At last, try to reduce the number of residues in the calculation.
\page Lepton Making lepton library faster
In case you are using a lot of \ref CUSTOM functions or \ref switchingfunction "switching functions", notice that these commands depend on the lepton library that is included in PLUMED. This library replaces libmatheval since PLUMED 2.5, and by itself it is significantly faster than libmatheval. However, you can make it even faster using a just-in-time compiler. As of PLUMED 2.6, the correct version of ASMJIT is embedded in PLUMED. In order to enable it it is sufficient to use a specific flag in configure: \verbatim ./configure --enable-asmjit make make install \endverbatim
You are done!
Once ASMJIT has been configured, you can disable it at runtime setting the environment variable
PLUMED_USE_ASMJIT:
\verbatim
export PLUMED_USE_ASMJIT=no
\endverbatim
In some case using a custom expression is almost as fast as using a hard-coded function.

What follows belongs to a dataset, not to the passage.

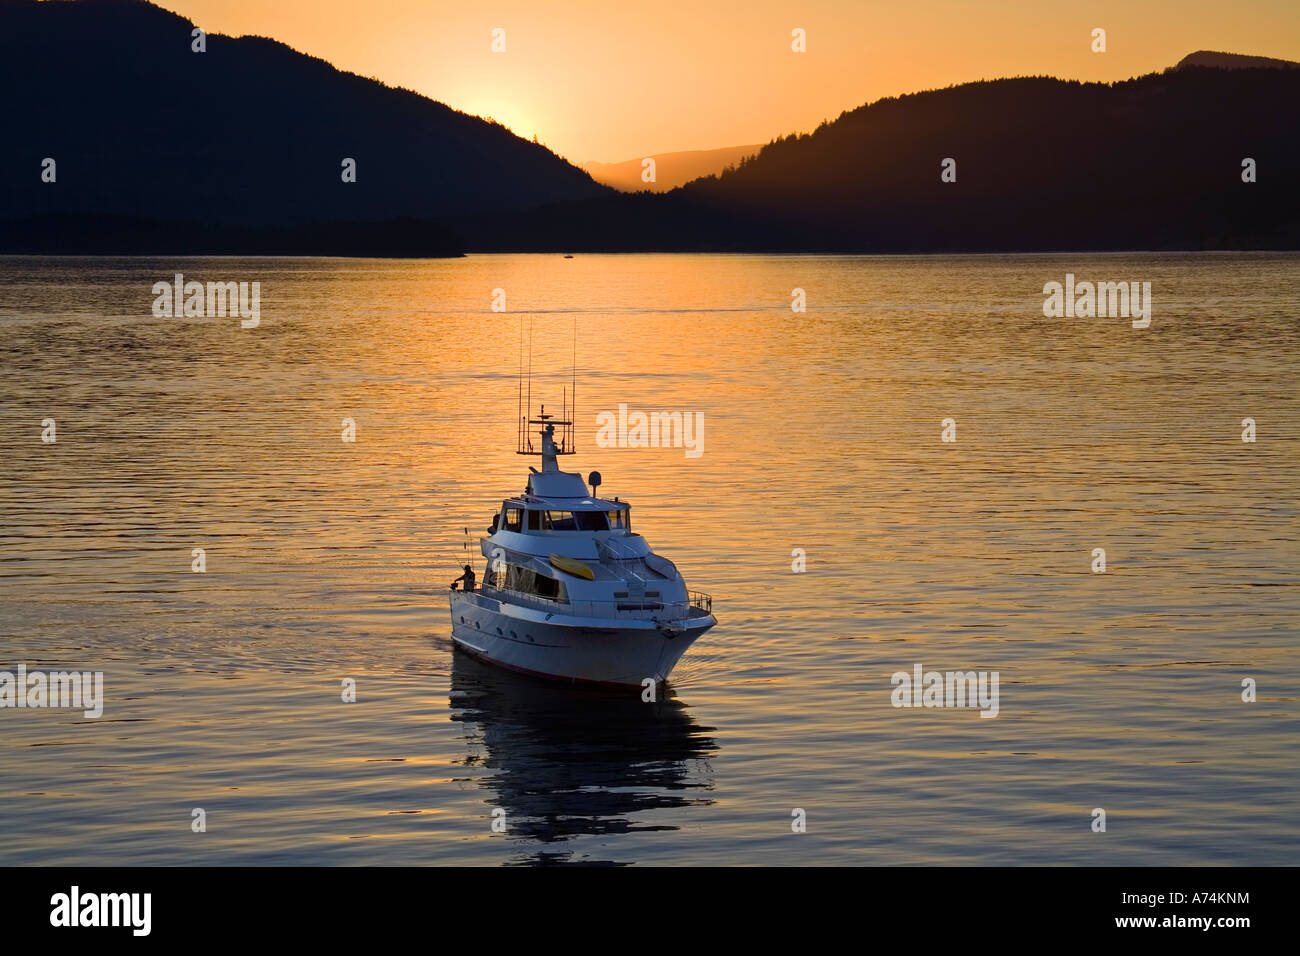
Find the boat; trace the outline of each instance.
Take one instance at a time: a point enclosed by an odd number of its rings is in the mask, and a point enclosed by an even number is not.
[[[584,481],[560,470],[559,459],[575,452],[567,398],[565,408],[558,418],[545,405],[536,418],[520,418],[517,451],[539,455],[541,468],[530,466],[524,492],[502,501],[480,538],[482,585],[451,585],[452,641],[537,677],[662,684],[717,623],[713,599],[687,590],[677,567],[632,530],[628,502],[598,497],[599,472]]]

For instance, with an input that contained the following lines: \plumedfile c: COORDINATION GROUPA=1-108 GROUPB=1-108 R_0=1 d_fast: COORDINATION GROUPA=1-108 GROUPB=1-108 SWITCH={CUSTOM FUNC=1/(1+x2^3) R_0=1} \endplumedfile I (GB) obtained the following timings (on a Macbook laptop): \verbatim ... PLUMED: 4A 1 c 108 0.126592 0.001172 0.000701 0.002532 PLUMED: 4A 2 d_fast 108 0.135210 0.001252 0.000755 0.002623 ... \endverbatim
Notice the usage of x2 as a variable for the switching function (see \ref switchingfunction), which
avoids an unnecessary square root calculation (this is done automatically by the hard-coded switching functions
when you use only even powers). The asmjit calculation (d_fast) takes less than 10% more than the hard-coded
one (c).
\page Time Time your Input
Once you have prepared your plumed input file you can run a test simulation, or use driver, to see which collective variable, function, bias or analysis is consuming more time and can thus be the target for a different definition (use less atoms, change relevant parameters, or just use something else)
To have an accurate timing of your input you can use the \ref DEBUG DETAILED_TIMERS.